23 Genius Ways to Maximize Your “Me Time”
Get ready to feel like you just returned from a week-long vacation.
Ahh, Me Time: The glorious devotion of minutes (and ideally, many of them) spent entirely on yourself. Or, at the very least, not spent worrying about everyone else. (Yeah, there’s a reason it’s not called Us Time.) Setting aside a few designated hours of Me Time a week can help reduce stress, boost happiness, and increase productivity.
One University of Buffalo study even found that people who spend time alone are more creative than people who don’t. And while all Me Time is valuable, there are a few ways to get the greatest possible benefit. Here, 23 ways to make the most of your time.
Take your Me Time without apology.
There’s no need to apologize for dedicating time to yourself. In fact, the minute you start apologizing is the minute you start questioning whether you ought to be doing something else with your time (and no, you shouldn’t be). It’s time to own the fact that taking care of yourself isn’t just something you deserve, it’s something you need to be a happy, functioning human being.
What’s more, when others see you maximizing your Me Time, they’ll feel more empowered to do the same. And when the people around you are happier, you’ll be happier.

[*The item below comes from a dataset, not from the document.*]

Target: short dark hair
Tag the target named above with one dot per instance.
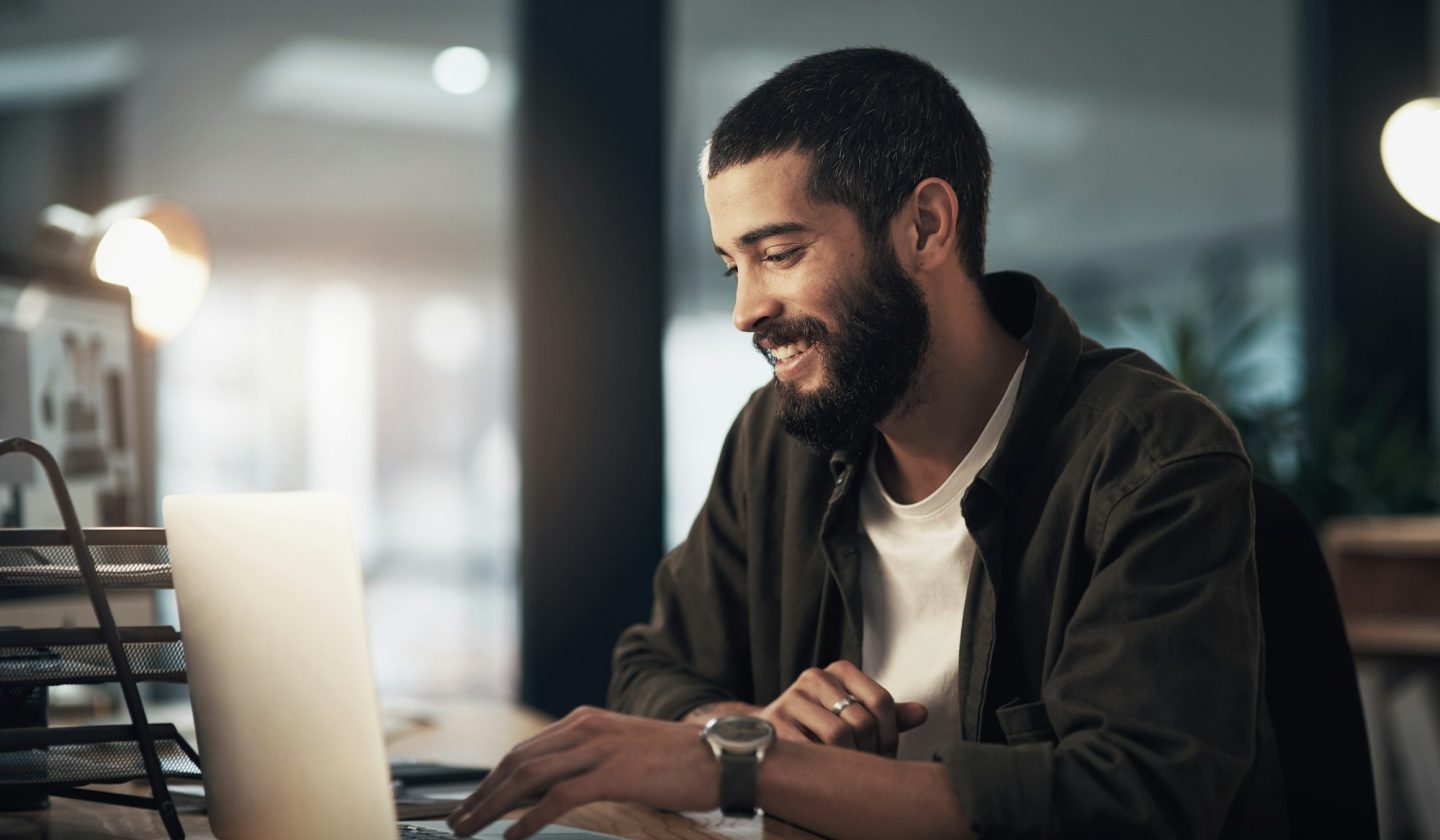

Take a little Me Time every day.
Me Time isn’t only about lazy Sundays spent lounging in bed. On the contrary, you’ll want to take at least 15 to 20 minutes each day to yourself, says health psychologist Kathleen Kendall-Tackett, Ph.D. That could mean anything from waking up a few minutes early to read for pleasure or penciling in time for a brief journaling session every afternoon. You might even schedule several short walking breaks throughout the day to focus on how you feel.
Take extended Me Time, too.
As crucial as tiny bits of Me Time are, it’s important to have some extended periods of Me Time, too. Maybe you’ve earned a sabbatical at work, or you can finagle a leave of absence for the sole purpose of taking time for yourself. But don’t fret if you can’t swing a few months away. In addition to your 15 minutes a day, a short block of Me Time once a week is enough to stay balanced, says Kendall-Tacket.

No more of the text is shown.